Script Valley
Linux & Bash for Developers
Linux Fundamentals & File SystemLesson 1.4

Creating, copying, moving, and deleting files in Linux

touch, mkdir -p, cp flags, mv, rm -rf, wildcards, rename patterns, file vs directory operations

File Operations You Will Use Every Day

These five commands — touch, mkdir, cp, mv, rm — cover all basic file management. The danger is in rm: Linux has no trash bin by default. Deleted means gone.

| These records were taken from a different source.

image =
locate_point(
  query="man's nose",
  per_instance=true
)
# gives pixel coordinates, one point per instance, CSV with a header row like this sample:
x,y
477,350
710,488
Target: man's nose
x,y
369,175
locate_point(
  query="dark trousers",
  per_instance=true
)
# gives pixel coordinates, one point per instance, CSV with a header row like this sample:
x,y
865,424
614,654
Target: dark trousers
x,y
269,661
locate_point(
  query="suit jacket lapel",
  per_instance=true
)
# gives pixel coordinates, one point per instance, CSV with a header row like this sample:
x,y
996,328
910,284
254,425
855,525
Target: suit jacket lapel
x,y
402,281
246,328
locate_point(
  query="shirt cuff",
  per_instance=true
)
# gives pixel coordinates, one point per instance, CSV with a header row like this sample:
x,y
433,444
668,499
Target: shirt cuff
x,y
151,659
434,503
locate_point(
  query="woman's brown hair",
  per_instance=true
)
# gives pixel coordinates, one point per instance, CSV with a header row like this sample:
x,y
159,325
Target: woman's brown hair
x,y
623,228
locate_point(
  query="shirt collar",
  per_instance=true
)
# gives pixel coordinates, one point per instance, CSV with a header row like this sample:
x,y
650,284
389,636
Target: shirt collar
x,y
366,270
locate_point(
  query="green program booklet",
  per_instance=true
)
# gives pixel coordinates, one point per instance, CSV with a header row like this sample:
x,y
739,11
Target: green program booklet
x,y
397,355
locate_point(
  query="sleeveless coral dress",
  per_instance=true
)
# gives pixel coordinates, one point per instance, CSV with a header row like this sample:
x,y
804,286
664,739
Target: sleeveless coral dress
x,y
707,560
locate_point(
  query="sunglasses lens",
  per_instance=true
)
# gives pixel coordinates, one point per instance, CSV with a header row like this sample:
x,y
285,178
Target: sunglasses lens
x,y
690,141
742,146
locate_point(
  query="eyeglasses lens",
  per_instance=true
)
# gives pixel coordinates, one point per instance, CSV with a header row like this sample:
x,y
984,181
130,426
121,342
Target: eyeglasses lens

Creating Files and Directories

# Create an empty file (or update its timestamp)
touch app.log

# Create nested directories in one command
mkdir -p projects/backend/src

# Create multiple files at once
touch index.js package.json .env

Copying and Moving

# Copy file
cp config.json config.json.bak

# Copy entire directory recursively
cp -r src/ src_backup/

# Move or rename
mv old_name.txt new_name.txt
mv file.txt /var/www/html/

Deleting Safely

# Delete a file
rm file.txt

# Delete directory and contents recursively
# WARNING: no confirmation, no undo
rm -rf build/

# Safer: use -i flag for interactive confirmation
rm -ri build/

Never run rm -rf / or rm -rf ~ or rm -rf * in your home directory. These wipe everything. Modern systems block the first one, but the others are fair game.